El libro se divide en dos bloques: la biografía propiamente dicha y los apéndices. No menosprecio la primera si señalo el mayor interés de la segunda, y ello se debe a que ésta aporta noticias muy curiosas, como la documentación sobre la candidatura de Larra al Estamento de Diputados por la provincia de Álava o una amplia muestra de su poesía. Son poemas que añaden poco a la consideración de Larra como escritor y fácilmente prescindibles, pero, ya que los escribió, aquí los tenemos. Muy a la manera romántica, empleó variedad de metros y rimas (epigramas, letrillas, odas, sonetos). Algunos poemas son de circunstancias, otros satíricos, otros elocuentes, como el arranque de la oda a la exposición de la industria española del año 1827:

Dormía España entre recientes lauros,
y el brazo fatigado descansaba
que en la cruel contienda al torpe galo
rechazara con fuerza vengadora.

También se publican el expediente de estudios de Larra, su genealogía, la relación de las calles de Madrid en que vivió y una selección de frases sacadas de sus escritos. Decepciona, a mí al menos, descubrir la escasez de la biblioteca del escritor, de haber poseído sólo los libros que se consignan. Otros detalles de carácter privado nos lo acercan a través de sus objetos de uso diario y vestimenta: tenía tres sombreros de seda, una capa de paño de color de lana y embozos encarnados, un reloj de llave de oro con caja de tafilete, seis alfileres de oro y se afeitaba con jabón de almendras negras.

Confiesa el autor en el prólogo que «desde que tuve uso de razón percibí que el espíritu de “Fígaro” estaba presente de alguna manera en el ambiente familiar.

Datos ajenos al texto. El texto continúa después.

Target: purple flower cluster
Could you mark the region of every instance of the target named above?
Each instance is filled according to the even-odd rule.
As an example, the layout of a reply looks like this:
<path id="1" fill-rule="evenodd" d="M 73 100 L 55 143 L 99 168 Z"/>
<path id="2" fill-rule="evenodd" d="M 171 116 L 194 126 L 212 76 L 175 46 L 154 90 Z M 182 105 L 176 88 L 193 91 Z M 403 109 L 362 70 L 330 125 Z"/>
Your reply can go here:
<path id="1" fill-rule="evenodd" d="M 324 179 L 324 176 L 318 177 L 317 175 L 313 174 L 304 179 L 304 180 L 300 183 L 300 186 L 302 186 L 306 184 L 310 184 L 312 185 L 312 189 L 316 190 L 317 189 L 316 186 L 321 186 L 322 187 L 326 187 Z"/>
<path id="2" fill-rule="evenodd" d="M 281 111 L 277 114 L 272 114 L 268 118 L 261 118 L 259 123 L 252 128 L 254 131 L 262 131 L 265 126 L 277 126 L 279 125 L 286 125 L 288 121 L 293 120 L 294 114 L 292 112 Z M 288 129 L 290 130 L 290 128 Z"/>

Mi abuelo, Fernando José de Larra y Larra, biznieto por línea materna y sobrino por la paterna de Mariano José, fue quien transmitió, desde su vocación literaria, el espíritu de Mariano José entre nosotros». Que, a pesar, de ese ambiente familiar de recuerdo y veneración al bisabuelo ilustre, Jesús Miranda de Larra, al escribir su biografía, no haya escrito una hagiografía, es otro de los méritos que deben ser señalados de este libro.